Personal information
- Full name: John Chandless
- Born: 21 August 1884 Cardiff, Glamorgan, Wales
- Died: 1 June 1968 (aged 83) Whitchurch, Glamorgan, Wales
- Batting: Right-handed
- Bowling: Right-arm medium

Domestic team information
- 1927: Glamorgan
- 1926: Wales

Career statistics
| Competition | FC |
| Matches | 2 |
| Runs scored | 2 |
| Batting average | 2.00 |
| 100s/50s | –/– |
| Top score | 2 |
| Balls bowled | 306 |
| Wickets | 6 |
| Bowling average | 15.83 |
| 5 wickets in innings | – |
| 10 wickets in match | – |
| Best bowling | 3/13 |
| Catches/stumpings | –/– |
- Source: Cricinfo, 28 June 2010

= John Chandless =

Welsh cricketer

John Chandless (21 August 1884 – 1 June 1968) was a Welsh cricketer. Chandless was a right-handed batsman who bowled right-arm medium pace. He was born at Cardiff, Glamorgan.

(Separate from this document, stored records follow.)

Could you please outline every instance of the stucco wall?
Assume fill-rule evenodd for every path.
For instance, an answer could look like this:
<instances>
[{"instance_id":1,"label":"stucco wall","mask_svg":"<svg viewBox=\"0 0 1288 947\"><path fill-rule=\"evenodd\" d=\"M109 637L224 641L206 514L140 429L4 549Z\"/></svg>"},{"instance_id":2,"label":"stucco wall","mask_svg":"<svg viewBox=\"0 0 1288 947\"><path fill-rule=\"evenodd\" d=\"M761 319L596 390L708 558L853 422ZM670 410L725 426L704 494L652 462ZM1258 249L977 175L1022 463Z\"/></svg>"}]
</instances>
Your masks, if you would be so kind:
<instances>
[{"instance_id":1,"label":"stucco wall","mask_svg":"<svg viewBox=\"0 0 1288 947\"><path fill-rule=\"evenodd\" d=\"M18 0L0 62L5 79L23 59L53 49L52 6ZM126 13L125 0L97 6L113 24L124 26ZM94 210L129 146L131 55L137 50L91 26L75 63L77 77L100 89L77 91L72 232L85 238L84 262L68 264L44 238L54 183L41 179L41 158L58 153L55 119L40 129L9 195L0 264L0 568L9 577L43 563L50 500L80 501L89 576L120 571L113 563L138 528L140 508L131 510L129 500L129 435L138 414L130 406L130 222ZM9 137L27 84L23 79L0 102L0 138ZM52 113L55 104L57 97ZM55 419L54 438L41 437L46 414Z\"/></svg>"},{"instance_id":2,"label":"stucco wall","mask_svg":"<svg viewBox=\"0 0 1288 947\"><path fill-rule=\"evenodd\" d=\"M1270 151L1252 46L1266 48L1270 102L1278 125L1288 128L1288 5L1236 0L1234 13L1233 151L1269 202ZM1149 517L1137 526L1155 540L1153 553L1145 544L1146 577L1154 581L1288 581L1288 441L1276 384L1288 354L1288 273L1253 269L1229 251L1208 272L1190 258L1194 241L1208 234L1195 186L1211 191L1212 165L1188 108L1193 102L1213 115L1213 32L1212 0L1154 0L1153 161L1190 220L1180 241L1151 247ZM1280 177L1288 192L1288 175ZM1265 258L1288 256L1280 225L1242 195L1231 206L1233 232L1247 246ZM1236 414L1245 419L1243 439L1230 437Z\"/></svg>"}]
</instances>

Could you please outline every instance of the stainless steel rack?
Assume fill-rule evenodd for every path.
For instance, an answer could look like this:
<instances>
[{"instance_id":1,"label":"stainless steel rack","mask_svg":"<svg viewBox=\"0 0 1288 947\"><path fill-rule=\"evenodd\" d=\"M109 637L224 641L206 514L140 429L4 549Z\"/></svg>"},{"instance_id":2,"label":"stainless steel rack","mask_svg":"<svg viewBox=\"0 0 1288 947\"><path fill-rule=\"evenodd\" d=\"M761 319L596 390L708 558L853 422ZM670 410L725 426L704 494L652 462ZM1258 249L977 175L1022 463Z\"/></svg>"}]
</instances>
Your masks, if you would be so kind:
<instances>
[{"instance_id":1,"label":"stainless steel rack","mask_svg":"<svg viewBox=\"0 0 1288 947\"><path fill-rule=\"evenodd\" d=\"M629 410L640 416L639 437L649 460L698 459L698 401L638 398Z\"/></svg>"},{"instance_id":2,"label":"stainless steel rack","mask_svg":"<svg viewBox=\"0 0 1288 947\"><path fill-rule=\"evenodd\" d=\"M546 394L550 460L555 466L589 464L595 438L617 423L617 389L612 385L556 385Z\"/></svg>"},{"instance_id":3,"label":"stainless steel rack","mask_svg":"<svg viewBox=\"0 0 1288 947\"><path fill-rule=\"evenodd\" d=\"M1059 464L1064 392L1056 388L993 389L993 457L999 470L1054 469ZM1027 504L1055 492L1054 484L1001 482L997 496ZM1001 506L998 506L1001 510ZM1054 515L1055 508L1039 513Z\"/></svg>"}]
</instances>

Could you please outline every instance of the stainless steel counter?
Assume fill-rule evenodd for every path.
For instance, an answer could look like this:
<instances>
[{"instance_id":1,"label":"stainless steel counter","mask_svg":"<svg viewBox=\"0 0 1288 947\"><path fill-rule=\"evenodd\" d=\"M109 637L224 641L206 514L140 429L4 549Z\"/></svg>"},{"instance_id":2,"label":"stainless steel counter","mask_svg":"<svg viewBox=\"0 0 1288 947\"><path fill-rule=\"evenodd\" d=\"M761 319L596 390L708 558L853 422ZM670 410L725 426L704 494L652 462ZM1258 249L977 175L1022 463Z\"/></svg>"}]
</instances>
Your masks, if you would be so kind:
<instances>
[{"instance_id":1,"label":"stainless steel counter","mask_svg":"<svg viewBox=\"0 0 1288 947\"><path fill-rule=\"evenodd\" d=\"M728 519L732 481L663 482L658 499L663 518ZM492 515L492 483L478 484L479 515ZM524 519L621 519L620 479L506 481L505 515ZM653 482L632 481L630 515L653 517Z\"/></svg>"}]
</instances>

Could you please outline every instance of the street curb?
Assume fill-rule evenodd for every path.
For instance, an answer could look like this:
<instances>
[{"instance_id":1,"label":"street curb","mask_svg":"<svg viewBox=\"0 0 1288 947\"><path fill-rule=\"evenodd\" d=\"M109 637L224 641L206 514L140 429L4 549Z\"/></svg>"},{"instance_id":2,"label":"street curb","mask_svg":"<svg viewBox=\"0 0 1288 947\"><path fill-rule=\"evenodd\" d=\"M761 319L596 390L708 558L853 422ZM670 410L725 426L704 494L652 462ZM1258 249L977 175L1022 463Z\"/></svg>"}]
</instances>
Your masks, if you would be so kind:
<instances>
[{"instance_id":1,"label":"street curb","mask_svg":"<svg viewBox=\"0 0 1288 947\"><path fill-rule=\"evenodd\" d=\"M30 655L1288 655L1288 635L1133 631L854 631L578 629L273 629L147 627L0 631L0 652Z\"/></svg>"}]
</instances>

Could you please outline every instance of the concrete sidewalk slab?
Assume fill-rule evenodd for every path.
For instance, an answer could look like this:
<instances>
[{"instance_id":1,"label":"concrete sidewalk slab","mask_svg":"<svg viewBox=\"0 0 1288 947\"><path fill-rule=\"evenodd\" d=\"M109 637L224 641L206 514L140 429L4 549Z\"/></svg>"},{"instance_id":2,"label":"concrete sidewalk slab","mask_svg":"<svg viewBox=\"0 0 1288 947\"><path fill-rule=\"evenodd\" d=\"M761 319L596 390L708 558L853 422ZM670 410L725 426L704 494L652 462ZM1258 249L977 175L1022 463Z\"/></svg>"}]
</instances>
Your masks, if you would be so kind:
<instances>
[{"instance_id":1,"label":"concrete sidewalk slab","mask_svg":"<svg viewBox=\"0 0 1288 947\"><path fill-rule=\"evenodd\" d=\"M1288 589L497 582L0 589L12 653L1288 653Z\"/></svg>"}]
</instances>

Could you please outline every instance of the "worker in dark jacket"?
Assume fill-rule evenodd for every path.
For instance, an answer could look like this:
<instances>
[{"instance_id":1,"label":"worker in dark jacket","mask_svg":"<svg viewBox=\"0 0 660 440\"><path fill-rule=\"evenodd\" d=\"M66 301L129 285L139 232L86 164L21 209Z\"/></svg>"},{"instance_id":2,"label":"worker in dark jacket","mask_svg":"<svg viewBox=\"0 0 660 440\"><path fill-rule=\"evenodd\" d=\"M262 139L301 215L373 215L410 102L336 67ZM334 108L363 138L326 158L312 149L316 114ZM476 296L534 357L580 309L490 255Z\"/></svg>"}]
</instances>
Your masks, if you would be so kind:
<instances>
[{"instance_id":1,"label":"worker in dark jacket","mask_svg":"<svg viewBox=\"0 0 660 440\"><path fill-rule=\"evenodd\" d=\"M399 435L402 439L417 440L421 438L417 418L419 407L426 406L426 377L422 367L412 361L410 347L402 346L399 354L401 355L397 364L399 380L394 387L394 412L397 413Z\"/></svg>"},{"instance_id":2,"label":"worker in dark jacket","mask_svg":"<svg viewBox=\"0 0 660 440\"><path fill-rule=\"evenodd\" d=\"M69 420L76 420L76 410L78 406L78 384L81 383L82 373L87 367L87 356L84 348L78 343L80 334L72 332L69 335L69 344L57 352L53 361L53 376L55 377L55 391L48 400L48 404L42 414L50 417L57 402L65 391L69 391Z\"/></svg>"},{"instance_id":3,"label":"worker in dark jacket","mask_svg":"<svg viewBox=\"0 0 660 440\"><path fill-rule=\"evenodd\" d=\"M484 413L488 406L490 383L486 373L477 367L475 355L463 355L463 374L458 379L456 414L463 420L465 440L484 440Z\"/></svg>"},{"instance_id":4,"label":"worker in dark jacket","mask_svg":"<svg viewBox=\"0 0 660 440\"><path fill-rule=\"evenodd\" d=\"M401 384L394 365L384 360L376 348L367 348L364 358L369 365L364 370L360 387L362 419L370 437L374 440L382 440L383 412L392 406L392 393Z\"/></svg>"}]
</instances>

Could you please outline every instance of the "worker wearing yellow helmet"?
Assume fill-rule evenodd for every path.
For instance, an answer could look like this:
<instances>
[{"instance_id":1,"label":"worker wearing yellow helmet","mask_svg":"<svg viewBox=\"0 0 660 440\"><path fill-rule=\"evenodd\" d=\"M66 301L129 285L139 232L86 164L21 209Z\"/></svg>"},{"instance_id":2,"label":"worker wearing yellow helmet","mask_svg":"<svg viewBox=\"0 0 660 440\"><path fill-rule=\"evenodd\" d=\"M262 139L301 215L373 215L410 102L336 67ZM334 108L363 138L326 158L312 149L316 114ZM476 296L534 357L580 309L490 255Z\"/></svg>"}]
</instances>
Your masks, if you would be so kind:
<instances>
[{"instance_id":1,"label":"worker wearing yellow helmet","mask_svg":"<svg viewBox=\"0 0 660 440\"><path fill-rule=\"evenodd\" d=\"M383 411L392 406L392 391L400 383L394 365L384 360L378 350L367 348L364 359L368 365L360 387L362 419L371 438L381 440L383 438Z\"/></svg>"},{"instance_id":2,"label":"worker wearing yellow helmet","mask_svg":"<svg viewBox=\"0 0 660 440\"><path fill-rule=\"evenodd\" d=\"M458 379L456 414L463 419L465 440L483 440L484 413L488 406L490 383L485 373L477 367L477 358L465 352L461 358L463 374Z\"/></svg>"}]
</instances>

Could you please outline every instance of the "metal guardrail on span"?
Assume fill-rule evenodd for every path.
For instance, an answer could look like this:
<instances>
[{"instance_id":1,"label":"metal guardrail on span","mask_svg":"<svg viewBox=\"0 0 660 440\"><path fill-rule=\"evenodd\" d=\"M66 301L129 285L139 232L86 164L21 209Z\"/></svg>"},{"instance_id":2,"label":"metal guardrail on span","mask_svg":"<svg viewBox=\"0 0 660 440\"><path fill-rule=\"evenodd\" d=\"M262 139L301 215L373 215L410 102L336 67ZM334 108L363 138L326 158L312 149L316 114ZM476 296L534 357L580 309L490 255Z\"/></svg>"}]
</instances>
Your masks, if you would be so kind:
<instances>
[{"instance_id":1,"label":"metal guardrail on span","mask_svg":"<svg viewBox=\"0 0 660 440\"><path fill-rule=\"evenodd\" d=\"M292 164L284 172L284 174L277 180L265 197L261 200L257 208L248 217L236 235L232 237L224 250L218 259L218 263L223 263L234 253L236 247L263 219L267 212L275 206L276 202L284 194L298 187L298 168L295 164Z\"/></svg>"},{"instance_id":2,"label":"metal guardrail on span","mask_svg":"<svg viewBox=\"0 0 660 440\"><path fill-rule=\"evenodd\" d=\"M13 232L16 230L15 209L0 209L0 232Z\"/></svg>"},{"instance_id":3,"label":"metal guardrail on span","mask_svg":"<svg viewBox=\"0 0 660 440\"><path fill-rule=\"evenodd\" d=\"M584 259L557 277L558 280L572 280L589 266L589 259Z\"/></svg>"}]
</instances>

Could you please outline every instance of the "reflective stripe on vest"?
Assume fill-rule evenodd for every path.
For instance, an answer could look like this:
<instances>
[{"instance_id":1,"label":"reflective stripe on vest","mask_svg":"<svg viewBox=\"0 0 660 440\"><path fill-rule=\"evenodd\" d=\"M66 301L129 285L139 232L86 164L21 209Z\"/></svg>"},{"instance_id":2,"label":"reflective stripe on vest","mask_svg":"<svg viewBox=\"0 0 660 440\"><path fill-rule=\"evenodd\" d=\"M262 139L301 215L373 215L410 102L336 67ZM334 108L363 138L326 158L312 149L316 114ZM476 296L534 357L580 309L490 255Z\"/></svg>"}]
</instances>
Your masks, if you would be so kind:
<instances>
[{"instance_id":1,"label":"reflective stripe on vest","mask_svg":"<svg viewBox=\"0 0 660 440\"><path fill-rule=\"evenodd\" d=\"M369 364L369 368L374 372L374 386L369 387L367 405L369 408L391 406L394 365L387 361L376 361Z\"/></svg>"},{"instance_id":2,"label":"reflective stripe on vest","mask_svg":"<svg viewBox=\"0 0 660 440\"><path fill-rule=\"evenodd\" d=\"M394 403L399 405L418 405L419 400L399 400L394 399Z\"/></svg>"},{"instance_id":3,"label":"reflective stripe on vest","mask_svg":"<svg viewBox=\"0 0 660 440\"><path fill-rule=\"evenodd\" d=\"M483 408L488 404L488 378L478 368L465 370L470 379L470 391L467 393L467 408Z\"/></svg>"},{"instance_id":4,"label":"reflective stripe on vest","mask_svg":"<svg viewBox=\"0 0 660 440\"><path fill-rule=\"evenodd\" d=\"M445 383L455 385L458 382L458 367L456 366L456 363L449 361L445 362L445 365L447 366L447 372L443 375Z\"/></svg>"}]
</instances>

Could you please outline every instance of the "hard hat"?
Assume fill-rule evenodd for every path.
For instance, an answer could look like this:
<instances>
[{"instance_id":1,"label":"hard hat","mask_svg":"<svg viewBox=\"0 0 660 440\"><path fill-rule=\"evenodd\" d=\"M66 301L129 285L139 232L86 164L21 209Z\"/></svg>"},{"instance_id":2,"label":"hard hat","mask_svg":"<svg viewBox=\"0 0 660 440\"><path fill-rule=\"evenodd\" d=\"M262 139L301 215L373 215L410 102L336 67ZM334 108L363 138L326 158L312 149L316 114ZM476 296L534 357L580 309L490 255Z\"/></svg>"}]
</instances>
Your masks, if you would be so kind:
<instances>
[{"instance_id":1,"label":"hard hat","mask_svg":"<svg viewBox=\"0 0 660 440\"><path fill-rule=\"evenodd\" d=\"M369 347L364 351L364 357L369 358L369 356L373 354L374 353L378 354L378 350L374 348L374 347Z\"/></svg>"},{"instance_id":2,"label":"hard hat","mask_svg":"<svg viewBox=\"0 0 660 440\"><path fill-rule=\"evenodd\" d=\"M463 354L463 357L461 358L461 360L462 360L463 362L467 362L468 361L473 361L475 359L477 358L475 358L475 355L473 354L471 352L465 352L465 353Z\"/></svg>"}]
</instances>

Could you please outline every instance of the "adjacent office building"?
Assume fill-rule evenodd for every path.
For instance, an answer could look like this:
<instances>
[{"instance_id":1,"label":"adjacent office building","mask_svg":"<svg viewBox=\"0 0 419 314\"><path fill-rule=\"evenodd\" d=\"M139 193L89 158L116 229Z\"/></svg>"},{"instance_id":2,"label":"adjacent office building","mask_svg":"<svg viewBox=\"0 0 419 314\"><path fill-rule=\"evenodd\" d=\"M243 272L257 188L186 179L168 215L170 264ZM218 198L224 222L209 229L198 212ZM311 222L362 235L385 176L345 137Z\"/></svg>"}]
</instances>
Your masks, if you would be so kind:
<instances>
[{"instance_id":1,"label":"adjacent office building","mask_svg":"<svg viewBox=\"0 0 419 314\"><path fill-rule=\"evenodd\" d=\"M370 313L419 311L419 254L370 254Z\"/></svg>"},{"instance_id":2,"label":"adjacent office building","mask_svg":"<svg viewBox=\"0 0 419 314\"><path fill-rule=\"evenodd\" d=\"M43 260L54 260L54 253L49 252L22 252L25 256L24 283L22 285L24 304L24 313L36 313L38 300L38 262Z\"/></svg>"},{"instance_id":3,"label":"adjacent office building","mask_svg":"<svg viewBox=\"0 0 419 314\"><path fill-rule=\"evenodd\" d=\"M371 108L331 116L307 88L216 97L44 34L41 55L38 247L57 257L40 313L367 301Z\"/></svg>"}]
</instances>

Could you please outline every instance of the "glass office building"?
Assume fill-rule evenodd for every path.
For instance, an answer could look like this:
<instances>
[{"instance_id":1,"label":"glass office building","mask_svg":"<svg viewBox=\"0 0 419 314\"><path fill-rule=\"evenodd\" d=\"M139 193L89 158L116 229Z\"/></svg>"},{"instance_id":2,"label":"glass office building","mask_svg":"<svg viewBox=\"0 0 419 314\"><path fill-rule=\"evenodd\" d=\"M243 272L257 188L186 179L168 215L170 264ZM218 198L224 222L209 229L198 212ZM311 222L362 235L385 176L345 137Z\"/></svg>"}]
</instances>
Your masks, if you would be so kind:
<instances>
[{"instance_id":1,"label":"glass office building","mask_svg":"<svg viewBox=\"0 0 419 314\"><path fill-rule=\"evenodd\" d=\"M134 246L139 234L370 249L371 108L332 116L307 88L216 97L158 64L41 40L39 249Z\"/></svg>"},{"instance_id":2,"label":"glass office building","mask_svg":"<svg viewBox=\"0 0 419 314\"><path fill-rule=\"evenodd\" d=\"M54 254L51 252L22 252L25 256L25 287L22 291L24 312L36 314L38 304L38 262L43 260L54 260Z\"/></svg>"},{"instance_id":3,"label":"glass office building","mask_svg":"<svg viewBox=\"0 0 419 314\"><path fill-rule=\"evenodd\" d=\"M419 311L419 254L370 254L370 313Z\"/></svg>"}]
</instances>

Chandless made his debut for Glamorgan in the 1911 Minor Counties Championship against Wiltshire. Chandless played a further 6 Minor Counties Championship matches in 1911, the last of which came against Monmouthshire. Following the First World War he played 3 further Minor Counties matches for the county, the last of which came against the Surrey Second XI, a year before Glamorgan was granted first-class status.

Chandless made his first-class status debut for the Wales national cricket team in 1926 against Ireland. Chandless second and final first-class match came in his only first-class appearance for Glamorgan which came against Somerset in 1927 at Cardiff Arms Park. In his brief first-class career, he took 6 wickets at a bowling average of 15.83, with best figures of 3/13.

Chandless died at Whitchurch, Glamorgan on 1 June 1968.